Randy Whitman is on Toyota's long long subpoena documents request list, in an honored place as one of the experts that the company has in its cross-hairs.
Randy can be credited as the statistician who discovered the 400% spike in Toyota UA complaints after the ETCS was adopted. This is the spike that Toyoda-san said under oath that he had not known about, per his Bookout deposition. Randy deserves some fame.
He wrote an incisive blog post some time ago and it deserves to be remembered and quoted.
He wrote:
"How many vehicles in NASA's exhaustive search for an electronic-based cause of unintended, high-speed acceleration actually had experienced an incident of unintended, high-speed acceleration?
An investigative article published in Corporate Counsel has disclosed the answer more than two years after the NASA report was made public.

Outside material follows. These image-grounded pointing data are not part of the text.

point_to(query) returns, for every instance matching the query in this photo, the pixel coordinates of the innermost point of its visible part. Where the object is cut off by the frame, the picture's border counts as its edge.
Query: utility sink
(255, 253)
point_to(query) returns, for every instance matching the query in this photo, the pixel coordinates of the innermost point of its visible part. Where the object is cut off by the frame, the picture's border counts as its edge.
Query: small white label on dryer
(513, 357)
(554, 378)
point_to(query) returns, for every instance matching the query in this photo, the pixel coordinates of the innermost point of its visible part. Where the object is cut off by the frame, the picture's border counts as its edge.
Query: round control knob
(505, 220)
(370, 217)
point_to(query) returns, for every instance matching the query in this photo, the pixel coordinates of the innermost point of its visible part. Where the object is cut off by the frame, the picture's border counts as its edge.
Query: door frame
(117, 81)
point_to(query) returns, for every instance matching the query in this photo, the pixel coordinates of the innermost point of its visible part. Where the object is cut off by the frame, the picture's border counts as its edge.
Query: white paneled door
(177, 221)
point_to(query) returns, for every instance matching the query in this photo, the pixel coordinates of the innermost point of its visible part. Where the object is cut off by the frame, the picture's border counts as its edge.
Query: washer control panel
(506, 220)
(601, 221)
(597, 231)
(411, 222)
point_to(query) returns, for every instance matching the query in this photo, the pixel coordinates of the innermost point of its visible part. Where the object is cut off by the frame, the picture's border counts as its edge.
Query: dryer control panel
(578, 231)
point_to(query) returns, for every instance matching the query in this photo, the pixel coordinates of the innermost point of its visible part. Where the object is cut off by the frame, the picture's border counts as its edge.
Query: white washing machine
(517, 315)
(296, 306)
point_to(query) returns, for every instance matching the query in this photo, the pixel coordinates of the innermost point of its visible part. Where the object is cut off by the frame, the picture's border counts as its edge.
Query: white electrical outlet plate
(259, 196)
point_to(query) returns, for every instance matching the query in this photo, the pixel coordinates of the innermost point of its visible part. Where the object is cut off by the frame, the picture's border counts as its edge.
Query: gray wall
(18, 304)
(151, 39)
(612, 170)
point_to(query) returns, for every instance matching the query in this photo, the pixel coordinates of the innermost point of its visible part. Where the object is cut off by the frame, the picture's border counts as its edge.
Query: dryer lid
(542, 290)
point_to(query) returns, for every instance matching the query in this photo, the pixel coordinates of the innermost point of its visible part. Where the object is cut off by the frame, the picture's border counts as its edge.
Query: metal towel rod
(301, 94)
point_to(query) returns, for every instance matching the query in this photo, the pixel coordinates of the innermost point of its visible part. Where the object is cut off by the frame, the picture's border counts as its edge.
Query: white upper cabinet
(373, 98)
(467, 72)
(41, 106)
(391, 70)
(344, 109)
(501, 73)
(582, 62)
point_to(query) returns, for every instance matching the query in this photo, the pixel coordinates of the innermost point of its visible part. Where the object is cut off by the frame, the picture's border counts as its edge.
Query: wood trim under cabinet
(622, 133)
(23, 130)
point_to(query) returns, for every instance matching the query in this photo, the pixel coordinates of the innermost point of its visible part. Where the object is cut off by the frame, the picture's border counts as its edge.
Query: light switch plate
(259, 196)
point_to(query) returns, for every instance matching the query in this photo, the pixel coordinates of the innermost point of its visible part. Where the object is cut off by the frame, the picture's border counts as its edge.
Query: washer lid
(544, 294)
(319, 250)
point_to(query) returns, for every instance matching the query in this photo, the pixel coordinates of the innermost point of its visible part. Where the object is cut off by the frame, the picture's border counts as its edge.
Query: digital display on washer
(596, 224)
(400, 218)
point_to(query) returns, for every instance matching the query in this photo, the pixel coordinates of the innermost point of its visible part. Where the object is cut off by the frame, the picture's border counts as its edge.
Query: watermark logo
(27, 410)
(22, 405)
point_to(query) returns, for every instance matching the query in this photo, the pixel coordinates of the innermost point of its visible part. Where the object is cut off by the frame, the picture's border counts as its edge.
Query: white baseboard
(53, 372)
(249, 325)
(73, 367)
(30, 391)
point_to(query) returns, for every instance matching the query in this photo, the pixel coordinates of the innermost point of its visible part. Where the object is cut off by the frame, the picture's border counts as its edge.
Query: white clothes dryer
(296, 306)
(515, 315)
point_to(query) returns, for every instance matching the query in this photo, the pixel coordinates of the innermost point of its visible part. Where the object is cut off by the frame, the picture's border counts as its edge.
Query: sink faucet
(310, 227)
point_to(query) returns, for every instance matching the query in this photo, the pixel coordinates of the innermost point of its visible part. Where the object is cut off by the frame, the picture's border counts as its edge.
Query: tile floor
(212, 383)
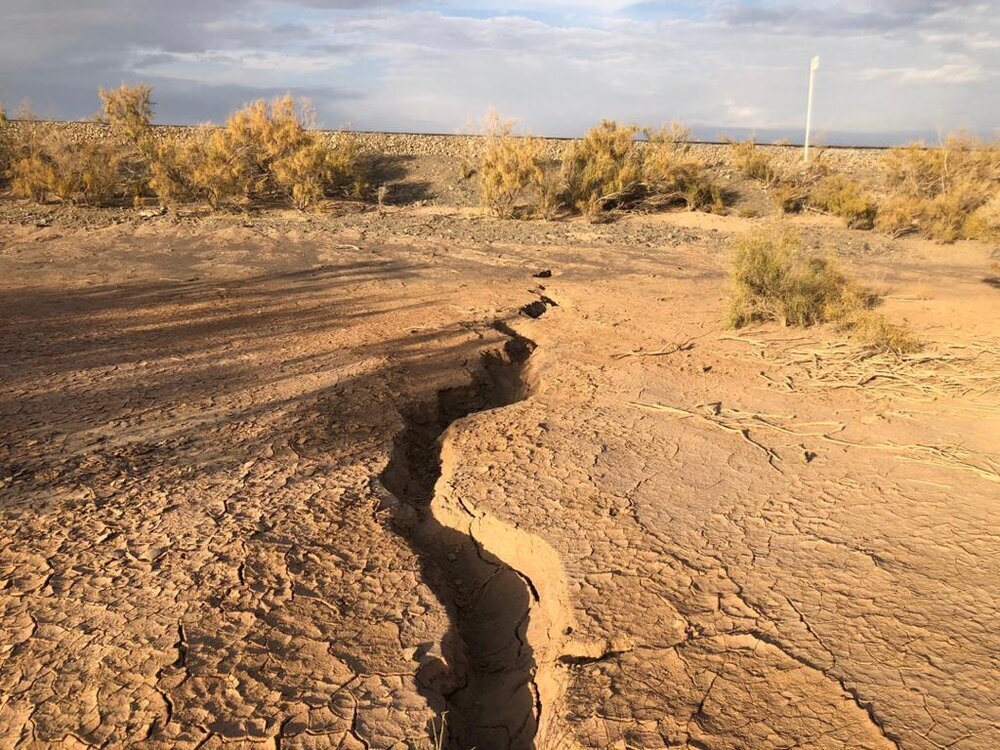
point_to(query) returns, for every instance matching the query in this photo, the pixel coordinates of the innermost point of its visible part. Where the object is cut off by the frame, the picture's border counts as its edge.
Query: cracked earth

Corporate Counsel's investigation revealed that NASA specialists specifically responsible for the inspection, analysis, simulation and testing of potentially suspect component parts in its investigation were never given access to components from any vehicle that had experienced unintended, high-speed acceleration. Not even one. The sample size was zero. In fact, the Corporate Counsel article states, "Some of the scientists on this team wouldn't sign NASA's final report."
[emphasis added]
So dear reader, which do you think is more true--the "narrative," or the facts of the spike and the sample size?